Whatever wealth we think we possess remains borrowed goods. It is far too easy to believe our accumulations came from strategic thinking, smart investing, or a solid work ethic. Not that these are wrong, but perhaps it’s time to re-evaluate true motivation!
Wisdom endures. Wealth is temporary. Solomon, the wealthiest man of his day and the wisest man of all time, speaks of wisdom as being a gift —
“For the LORD gives wisdom,
from His mouth come
knowledge and understanding.”
Job confirms that “God understands the way to (wisdom).” (28:23) His circumstances convinced him that wisdom remains the rarest and most precious of any commodity. Job previously knew wealth plus wisdom; God was showing him wisdom, plus wealth. There’s a difference!
How do I know?
“The fear of the Lord —
that is wisdom,
and to shun evil is understanding.”
Job, stripped bare of all security, comfort and wealth, felt God as distant. It’s the dark seasons, the tough road, the desperate places where God proves Himself near and enough. Setting priorities upon God proves the essence of our faith — the foundation of our trust.

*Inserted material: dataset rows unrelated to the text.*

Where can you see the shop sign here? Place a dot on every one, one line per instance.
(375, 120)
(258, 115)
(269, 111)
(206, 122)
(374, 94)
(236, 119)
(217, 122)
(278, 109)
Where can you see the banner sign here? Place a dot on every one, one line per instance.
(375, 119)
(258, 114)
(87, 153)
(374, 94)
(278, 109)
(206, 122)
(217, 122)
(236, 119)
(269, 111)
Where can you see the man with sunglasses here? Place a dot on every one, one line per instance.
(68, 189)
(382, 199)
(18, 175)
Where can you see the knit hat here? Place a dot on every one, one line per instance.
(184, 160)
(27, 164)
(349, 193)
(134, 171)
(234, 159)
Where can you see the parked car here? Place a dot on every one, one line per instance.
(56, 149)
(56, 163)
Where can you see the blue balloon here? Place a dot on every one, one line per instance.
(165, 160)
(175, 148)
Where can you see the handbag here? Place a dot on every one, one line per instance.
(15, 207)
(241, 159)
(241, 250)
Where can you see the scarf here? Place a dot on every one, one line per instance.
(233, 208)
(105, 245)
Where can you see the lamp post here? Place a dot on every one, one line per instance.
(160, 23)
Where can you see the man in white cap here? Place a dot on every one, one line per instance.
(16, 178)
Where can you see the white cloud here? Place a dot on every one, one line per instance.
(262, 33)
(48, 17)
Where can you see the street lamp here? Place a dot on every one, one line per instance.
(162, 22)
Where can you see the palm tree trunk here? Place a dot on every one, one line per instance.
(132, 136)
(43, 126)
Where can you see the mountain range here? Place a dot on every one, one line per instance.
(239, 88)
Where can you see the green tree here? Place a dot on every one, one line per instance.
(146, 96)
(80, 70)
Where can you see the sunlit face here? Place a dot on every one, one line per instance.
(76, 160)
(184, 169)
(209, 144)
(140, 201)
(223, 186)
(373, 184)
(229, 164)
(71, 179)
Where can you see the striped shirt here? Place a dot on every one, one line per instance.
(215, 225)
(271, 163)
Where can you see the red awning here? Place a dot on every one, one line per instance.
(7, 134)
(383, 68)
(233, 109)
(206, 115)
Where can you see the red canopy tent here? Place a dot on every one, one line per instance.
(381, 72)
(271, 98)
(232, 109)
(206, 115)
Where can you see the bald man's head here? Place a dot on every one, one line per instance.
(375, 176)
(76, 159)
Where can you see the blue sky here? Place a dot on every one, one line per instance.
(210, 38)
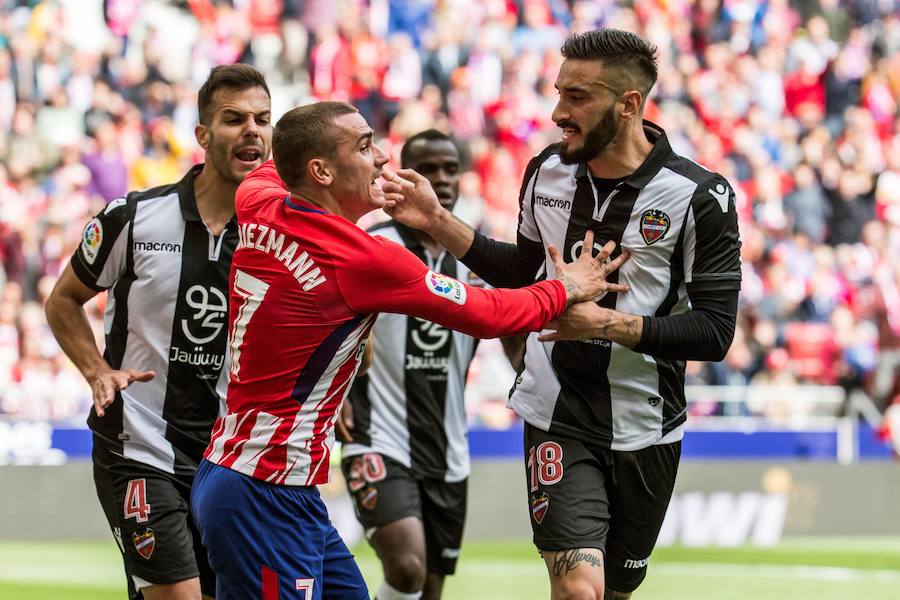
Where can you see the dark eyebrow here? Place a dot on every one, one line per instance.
(237, 113)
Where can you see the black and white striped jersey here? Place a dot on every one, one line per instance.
(410, 403)
(166, 311)
(679, 222)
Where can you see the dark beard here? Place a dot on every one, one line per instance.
(219, 157)
(596, 140)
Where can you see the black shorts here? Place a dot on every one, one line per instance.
(383, 491)
(583, 496)
(148, 511)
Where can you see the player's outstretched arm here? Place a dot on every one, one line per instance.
(68, 321)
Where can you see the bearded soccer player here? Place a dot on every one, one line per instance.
(602, 396)
(306, 287)
(164, 255)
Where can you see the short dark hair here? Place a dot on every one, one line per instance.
(429, 135)
(232, 77)
(304, 133)
(616, 48)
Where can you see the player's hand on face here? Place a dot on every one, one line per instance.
(409, 198)
(585, 278)
(105, 385)
(579, 322)
(344, 424)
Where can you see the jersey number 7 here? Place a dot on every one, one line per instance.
(252, 291)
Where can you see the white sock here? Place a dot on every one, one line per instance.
(388, 592)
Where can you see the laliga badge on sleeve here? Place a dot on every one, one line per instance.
(144, 542)
(91, 240)
(445, 287)
(539, 506)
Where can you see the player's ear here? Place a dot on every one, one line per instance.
(632, 100)
(201, 132)
(320, 171)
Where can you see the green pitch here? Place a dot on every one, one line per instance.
(800, 569)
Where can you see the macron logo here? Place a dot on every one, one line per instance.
(553, 202)
(637, 564)
(721, 196)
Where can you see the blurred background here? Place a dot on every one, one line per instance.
(793, 437)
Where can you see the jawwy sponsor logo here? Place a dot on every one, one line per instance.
(445, 287)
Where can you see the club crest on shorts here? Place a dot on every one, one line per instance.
(368, 498)
(144, 541)
(654, 225)
(91, 239)
(539, 506)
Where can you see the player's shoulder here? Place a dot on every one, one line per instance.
(709, 186)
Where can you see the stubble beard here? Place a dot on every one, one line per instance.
(595, 142)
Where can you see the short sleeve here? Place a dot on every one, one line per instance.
(100, 259)
(527, 225)
(712, 245)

When all else fades, the surpassing value of hidden treasures of wisdom and understanding outweigh all else. God is faithful! He can be trusted! Let’s learn from Job setting priorities sooner rather than later.
It starts with me. Here. Today.
2 thoughts on “Setting Priorities: God or Money; Faith or Fortune; Wisdom or Wealth”
It is our painful and dark times that we can grow closer to God, and deepening our trust. He is sovereign! My job has taken a turn to cause lower financial gain, and as a single with only myself to bear all the bills, I have been gripped at times by uncertainty for sure! He continually, as promised, is shaping me.
Thanks Lynn. With Paul we say, “I have learned to be content.” God is patient and gracious in our learning.